Any default on government loans would shake world confidence in US Treasury bonds and the US Dollar and the result would be 12 to 17% interest rates similar to the 1970s. The easier but more insidious route would be to expand the M3 money supply. In 1980, M3 ranged around $1.8 trillion US. In 2010, the M3 expanded to $14 trillion US or a 700% plus increase in our money supply.
We’ll hear mixed messages from economists. Some worry about deflation as occurred during the Great Depression. In our fractional reserve system, banks magically create money when they create loan ledgers. When you deposit $1000 into Wells Fargo at 3%, your bank can turn around and loan $10,000 (10 times the cash reserve holding requirements) at 24% in the form of a credit card loan. When debtors start defaulting on promises to pay, it can snowball into credit compression and cause deflation. With the collapse of our credit markets, we see huge deflationary pressures. Ben Bernanke, renown for his speech about dropping money from helicopters to stop deflation, believes that we need to print our way out of deflation.

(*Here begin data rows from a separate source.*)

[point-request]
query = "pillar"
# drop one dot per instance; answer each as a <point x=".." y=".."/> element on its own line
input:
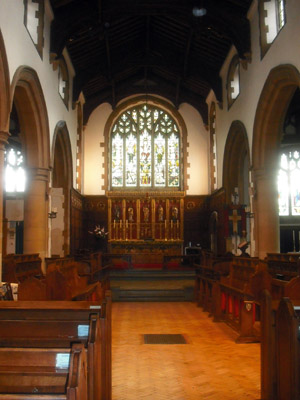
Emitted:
<point x="3" y="141"/>
<point x="36" y="212"/>
<point x="266" y="216"/>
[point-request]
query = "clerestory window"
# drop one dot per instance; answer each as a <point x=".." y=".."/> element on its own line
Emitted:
<point x="272" y="19"/>
<point x="233" y="81"/>
<point x="145" y="150"/>
<point x="15" y="176"/>
<point x="34" y="22"/>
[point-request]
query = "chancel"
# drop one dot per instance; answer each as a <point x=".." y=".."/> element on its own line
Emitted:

As a result of current FED monetary policy to combat deflation by expanding the M3 money supply, I believe we’ll see rampart inflation similar or worse than the 1970s. During inflation, the depreciation of the value our money gives the price of real estate, commodities, oil, gold, silver and other hard assets the appearance of skyrocketing valuations. Inflation benefits debtors and harms creditors.
THE PROS AND CONS OF BUYING REAL ESTATE IN 2011
CONS
1. The market has not bottomed. In Washington State, capitalization rate trends show that the income from rents point to an overvaluation of real estate prices. I believe the market will bottom out around 2014 or 2015.

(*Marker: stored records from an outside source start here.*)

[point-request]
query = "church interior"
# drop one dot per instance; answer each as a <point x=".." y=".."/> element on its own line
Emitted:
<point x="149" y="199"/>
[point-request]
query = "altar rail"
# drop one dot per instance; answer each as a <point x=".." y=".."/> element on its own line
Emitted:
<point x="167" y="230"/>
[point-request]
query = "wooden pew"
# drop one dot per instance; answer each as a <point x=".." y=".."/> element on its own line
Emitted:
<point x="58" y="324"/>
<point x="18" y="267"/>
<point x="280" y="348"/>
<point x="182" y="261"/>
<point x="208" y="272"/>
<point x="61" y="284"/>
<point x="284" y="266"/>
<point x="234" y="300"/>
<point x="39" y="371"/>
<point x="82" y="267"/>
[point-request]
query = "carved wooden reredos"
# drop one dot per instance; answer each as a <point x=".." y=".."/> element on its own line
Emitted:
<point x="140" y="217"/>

2. If market values continue to fall, it would be a risky time to invest in capital gains strategies such as flipping houses, fixing up houses, or other short term strategies.
PROS
1. Interest rates will never be this low in a very, very long time. If either we default on our government loans, if the US dollar value collapses or the if US keeps expanding our Federal Debt Ceiling, the results of these scenarios all point to 12 to 17% interest rates during this decade.

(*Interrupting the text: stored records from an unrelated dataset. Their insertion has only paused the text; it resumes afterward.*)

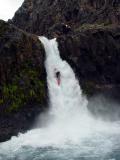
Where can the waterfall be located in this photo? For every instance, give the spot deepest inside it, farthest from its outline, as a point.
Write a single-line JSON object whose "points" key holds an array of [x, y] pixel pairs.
{"points": [[72, 133], [66, 99]]}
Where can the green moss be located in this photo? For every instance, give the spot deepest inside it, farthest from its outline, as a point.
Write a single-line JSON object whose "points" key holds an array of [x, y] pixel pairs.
{"points": [[25, 86]]}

2. It’s a great time to purchase cash flow properties because inflation will cause home values and rents to increase in the next 7 to 9 years AND decreases the real cost of borrowed money. Because the banks now have strict income requirement verifications, you’ll need very high incomes or cash flow to get a 20% down payment loan on a cash flow property. You will have to search very hard for a good cash flow property because homes are still overvalued.
3. Land values have bottomed out. It’s now possible to purchase a lot of land for $50,000. This is a rock bottom price because it costs around $40,000 to build the entitlements (permits, zoning, utilities, land usage, etc.) for the land. With capitalization rates around 6% in the Greater Seattle Area, you’ll earn a higher return on investment now by purchasing land and building an apartment building than buying an existing apartment.
If you believe my 2011 Inflation Analysis above, holding dollars or investing in mutual funds/stock would be the worse investment you could ever make. For smaller investors, you may want to consider purchasing some silver bullion or purchase commodities such as oil. For cash rich investors, the best investment now is purchasing land at rock-bottom prices and building in two years for high capitalization rates and cash-on-cash returns.